Ten of us waddle down the slick London street together, coats over our heads to keep the drizzle from ruining us. We are only half a mile from our destination, but we push through like the March of the Penguins and arrive at Boujis relatively unscathed. A French man greets us with a kiss on both cheeks. He is dressed like Clint Eastwood from “The Good, the Bad and the Ugly.” We check in our coats and are led down a flight of lit-up stairs.
Boujis is a high-class club. It’s in a posh part of town, and rumor goes that Prince Harry makes an appearance every once in a while. About three nights a week, girls in the house go clubbing there. Finally, I am testing the hype.
The manicurists are packing up to go home. French Clint Eastwood has a table booked for us, but it is already filled with young women whose glares indicate they are also bitter about not getting their nails done.
Without any empty seats, my friends and I make our way to the vacated dance floor — the moment I have been dreading for half a year. Once again, we are huddled like penguins, bobbing up and down because no one knows how to dance to these kinds of noises. It’s that ambient techno whose only lyrics are “unts unts unts unts.”
When I pass on my drinks to my friends, one of Clint’s buddies gets mad at me. “They are buying the drinks,” one of my housemates tells me. “So you just have to go with what they do.” They advise me to stay smiley and laugh if I can’t understand them.
Around 11:30, the club begins to fill up with men in business attire. They watch from the side of the dance floor with their classy drinks and half-buttoned collared shirts. Meanwhile, Clint and his friends are standing on a one-foot platform to observe their guests from all the right angles.
After a bit we are brought back to the table and told to stand on the couches and dance. They bring out sparklers, more drinks and cake — cake! — and line us up for a series of unending pictures. They put us back on the couches. Clint’s friend takes a fresh bottle of champagne and shakes it up. I watch in horror, frozen, as he tilts it and empties the bottle all over me.
I stand shocked and drenched and gawky on the wretched couch, trying not to lose my balance in my ridiculous heels. The culprit has already turned his attention elsewhere. I push through the pulse of electronic music and find the bathroom.

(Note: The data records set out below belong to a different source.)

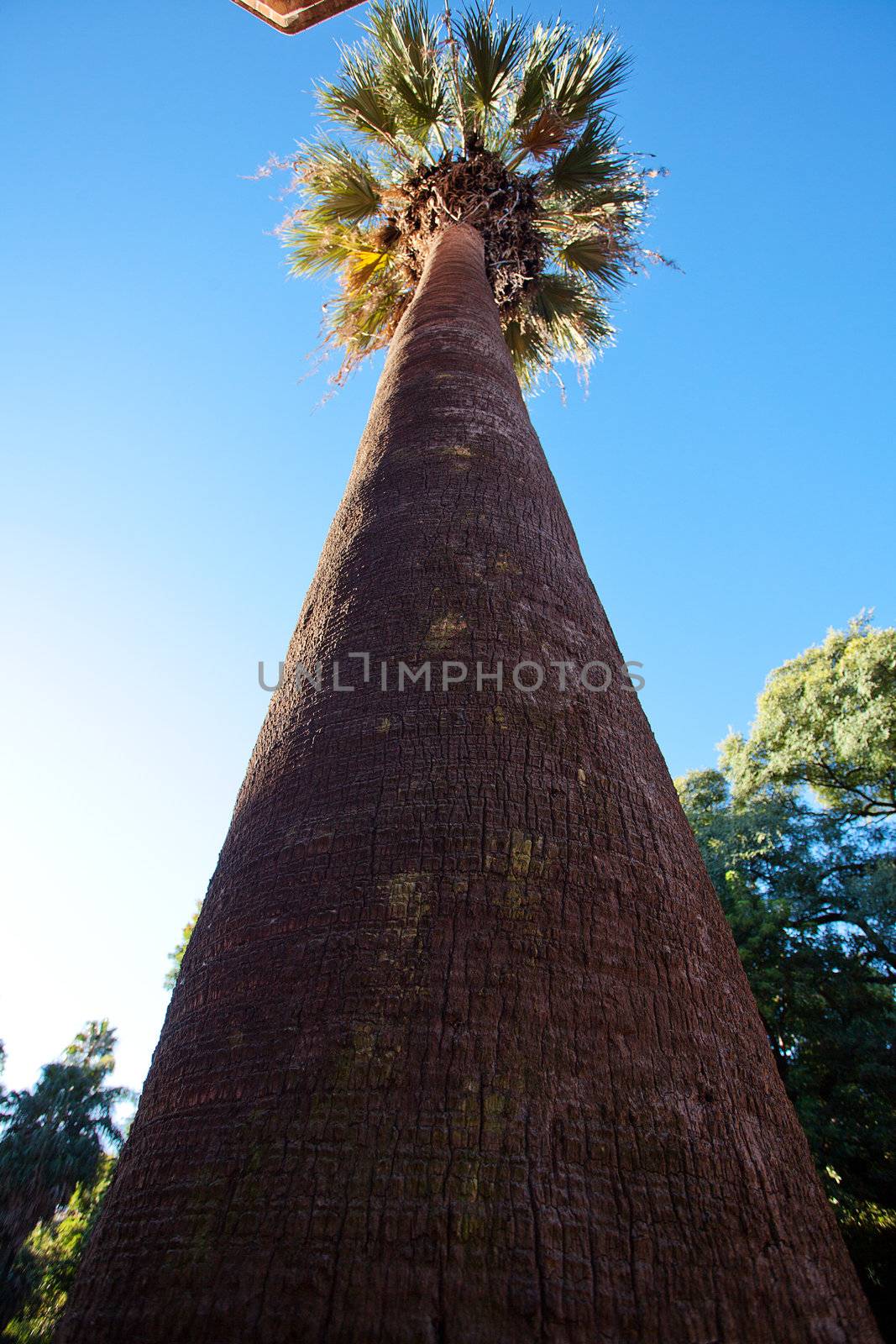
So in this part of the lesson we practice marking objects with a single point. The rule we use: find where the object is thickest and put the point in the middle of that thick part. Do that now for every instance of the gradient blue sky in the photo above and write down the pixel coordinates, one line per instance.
(168, 480)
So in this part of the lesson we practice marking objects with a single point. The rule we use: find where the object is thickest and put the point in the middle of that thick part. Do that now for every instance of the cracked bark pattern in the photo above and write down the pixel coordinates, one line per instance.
(461, 1052)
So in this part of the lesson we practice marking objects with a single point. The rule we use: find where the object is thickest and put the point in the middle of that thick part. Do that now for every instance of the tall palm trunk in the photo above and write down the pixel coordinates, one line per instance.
(463, 1052)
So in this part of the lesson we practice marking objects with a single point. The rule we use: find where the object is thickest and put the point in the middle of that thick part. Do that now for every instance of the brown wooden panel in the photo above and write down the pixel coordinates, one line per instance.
(291, 17)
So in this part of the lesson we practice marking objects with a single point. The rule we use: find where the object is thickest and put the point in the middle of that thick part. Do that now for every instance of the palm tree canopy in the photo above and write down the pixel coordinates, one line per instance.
(496, 123)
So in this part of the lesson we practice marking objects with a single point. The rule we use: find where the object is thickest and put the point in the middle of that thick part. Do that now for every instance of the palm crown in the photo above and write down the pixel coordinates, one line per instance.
(496, 123)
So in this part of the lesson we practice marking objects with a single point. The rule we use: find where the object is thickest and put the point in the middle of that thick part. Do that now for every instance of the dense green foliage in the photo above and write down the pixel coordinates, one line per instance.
(828, 719)
(49, 1260)
(797, 833)
(499, 123)
(51, 1140)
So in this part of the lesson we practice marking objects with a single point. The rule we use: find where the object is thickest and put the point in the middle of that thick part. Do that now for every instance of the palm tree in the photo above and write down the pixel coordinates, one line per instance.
(500, 125)
(461, 1047)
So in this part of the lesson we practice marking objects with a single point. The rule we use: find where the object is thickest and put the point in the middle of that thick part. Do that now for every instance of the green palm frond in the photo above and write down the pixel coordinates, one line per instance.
(409, 46)
(593, 255)
(493, 121)
(591, 160)
(318, 244)
(356, 98)
(537, 73)
(492, 53)
(564, 320)
(586, 76)
(343, 181)
(360, 320)
(574, 316)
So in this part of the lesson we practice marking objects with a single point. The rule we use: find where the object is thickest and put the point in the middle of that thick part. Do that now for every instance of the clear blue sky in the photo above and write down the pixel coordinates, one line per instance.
(168, 481)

My reflection is like one of those melted porcelain dolls from a horror movie. The bathroom attendant is helping me get cleaned up, but she sees this kind of thing all the time and doesn’t give me the sympathy I’m looking for. I try not to get too attached to her because I have no money on me for a tip. It is barely half-past midnight when I get my coat and peace out. My roommate comes with me, and once again we brave the cold and wet.
At 4 a.m., scrubbed free of champagne and with my scholarship nearly ready, I crawl into my bed next to the wall of inspirational women I put up at the beginning of the semester. Women like Aretha Franklin, Katharine Hepburn, Amy Poehler. I can’t help but feel that places like Boujis undo all the respect and status women have worked to achieve. As though our company has no value unless sexed up in a cocktail dress with a lipsticked smile pasted to our faces. It’s a place where girls must “pay up” and show they are thankful to their male benefactors. Dance when told, laugh when told, drink when told. And all I can think is, “Amelia Earhart never would have put up with that s—.”